Cronache
Parla Ranieri Guerra: "Così Kluge e Zambon mi tagliavano fuori dalle scelte"
Il direttore vicario dell'OMS racconta ad affaritaliani.it la sua versione sui fatti che lo vedono indagato a Bergamo per falsa testimonianza
Ranieri Guerra, ex direttore generale dell'ufficio di Prevenzione del Ministero della Salute, è direttore vicario dell’OMS - Organizzazione Mondiale della Sanità. In questo ruolo, è finito nell’occhio del ciclone per le presunte ingerenze nell’ormai celebre rapporto “An unprecedented challenge – Italy’s first response to COVID-19”. Dal documento emergeva l’impreparazione del nostro Paese ad affrontare la pandemia, anche a causa del mancato adeguamento del piano pandemico nazionale. Sul punto, come vedremo, Ranieri Guerra ha da eccepire: “aggiornamento”, questa la sua linea difensiva, significa anche confermare ciò che è ancora valido. Non è certo questo l’unico punto sul quale Ranieri Guerra e i suoi legali intendono fare chiarezza, dopo l’iscrizione del medico nel registro degli indagati della Procura di Bergamo, con l’accusa di aver reso false dichiarazioni al PM. Su tutta la vicenda è stata depositata una corposa memoria di oltre 40 pagine, nella quale Ranieri Guerra replica punto su punto alle contestazioni rivoltegli dalla magistratura.

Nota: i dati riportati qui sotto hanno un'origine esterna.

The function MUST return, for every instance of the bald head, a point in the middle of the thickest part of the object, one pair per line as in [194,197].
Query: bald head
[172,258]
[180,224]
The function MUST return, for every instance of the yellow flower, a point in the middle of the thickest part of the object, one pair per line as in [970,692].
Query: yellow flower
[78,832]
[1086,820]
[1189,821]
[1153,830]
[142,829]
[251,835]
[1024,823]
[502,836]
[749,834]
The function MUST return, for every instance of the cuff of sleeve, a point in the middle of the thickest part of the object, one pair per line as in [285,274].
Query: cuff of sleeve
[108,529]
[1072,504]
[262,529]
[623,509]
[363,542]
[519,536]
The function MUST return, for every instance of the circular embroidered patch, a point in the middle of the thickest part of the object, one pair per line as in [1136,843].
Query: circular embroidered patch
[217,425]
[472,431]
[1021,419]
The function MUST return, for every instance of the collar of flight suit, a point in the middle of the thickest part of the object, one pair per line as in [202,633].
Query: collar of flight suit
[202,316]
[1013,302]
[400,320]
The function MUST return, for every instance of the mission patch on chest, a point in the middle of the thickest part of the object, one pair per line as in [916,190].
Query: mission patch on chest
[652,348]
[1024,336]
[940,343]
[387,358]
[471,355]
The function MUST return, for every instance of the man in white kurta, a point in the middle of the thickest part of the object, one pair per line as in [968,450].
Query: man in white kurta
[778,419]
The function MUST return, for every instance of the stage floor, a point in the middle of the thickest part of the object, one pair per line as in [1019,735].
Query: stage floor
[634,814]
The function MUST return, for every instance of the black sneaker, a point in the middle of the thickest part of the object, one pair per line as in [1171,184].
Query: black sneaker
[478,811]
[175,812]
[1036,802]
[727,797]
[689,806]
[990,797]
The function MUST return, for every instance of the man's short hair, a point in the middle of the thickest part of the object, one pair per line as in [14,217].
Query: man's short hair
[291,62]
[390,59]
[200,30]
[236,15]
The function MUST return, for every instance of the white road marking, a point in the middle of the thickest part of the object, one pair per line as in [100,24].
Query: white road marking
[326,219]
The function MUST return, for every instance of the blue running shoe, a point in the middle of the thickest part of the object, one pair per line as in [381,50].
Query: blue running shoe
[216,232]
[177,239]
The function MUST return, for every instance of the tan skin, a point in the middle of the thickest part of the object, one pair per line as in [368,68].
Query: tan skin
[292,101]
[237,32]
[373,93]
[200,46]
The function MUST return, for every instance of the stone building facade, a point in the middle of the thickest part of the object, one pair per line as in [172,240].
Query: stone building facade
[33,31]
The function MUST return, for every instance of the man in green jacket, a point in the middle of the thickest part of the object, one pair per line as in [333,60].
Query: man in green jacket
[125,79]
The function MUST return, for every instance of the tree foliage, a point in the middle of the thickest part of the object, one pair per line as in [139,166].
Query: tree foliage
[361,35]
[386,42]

In particolare, dipinge un quadro decisamente diverso da quello tracciato da Francesco Zambon, che proprio in seguito alle polemiche derivanti da queste vicende si è dimesso dal suo ruolo di funzionario dell’OMS. Non solo. Zambon nei giorni scorsi ha pubblicato un libro dal titolo “Il pesce piccolo”, destinato a gettare ulteriore benzina su un fuoco già alimentato da numerosi dibattiti televisivi, da “Report” a “Non è l’Arena”. Proprio da qui parte l’intervista che affaritaliani.it ha fatto con Ranieri Guerra, il quale fornisce la sua versione su tutti i punti dirimenti di questa vicenda così delicata.
Dott. Guerra, in questi giorni è uscito “Il pesce piccolo”, libro nel quale Francesco Zambon fornisce la sua versione dei fatti. Lei che cosa ne pensa?
E’ un volume strano, congegnato per continuare a condurre un attacco discreditante nei confronti della mia persona e dell’Organizzazione per cui l’autore ha lavorato a lungo, non risparmiando anche critiche al Direttore Generale, eletto dall’assemblea mondiale della sanità a scrutinio segreto, quindi secondo i canoni della democrazia; sul punto si cita l’Unicef, quale esempio migliore di selezione meritocratica, dimenticando, però, che tutti i direttori esecutivi dell’Unicef sono stati presentati dal governo federale americano.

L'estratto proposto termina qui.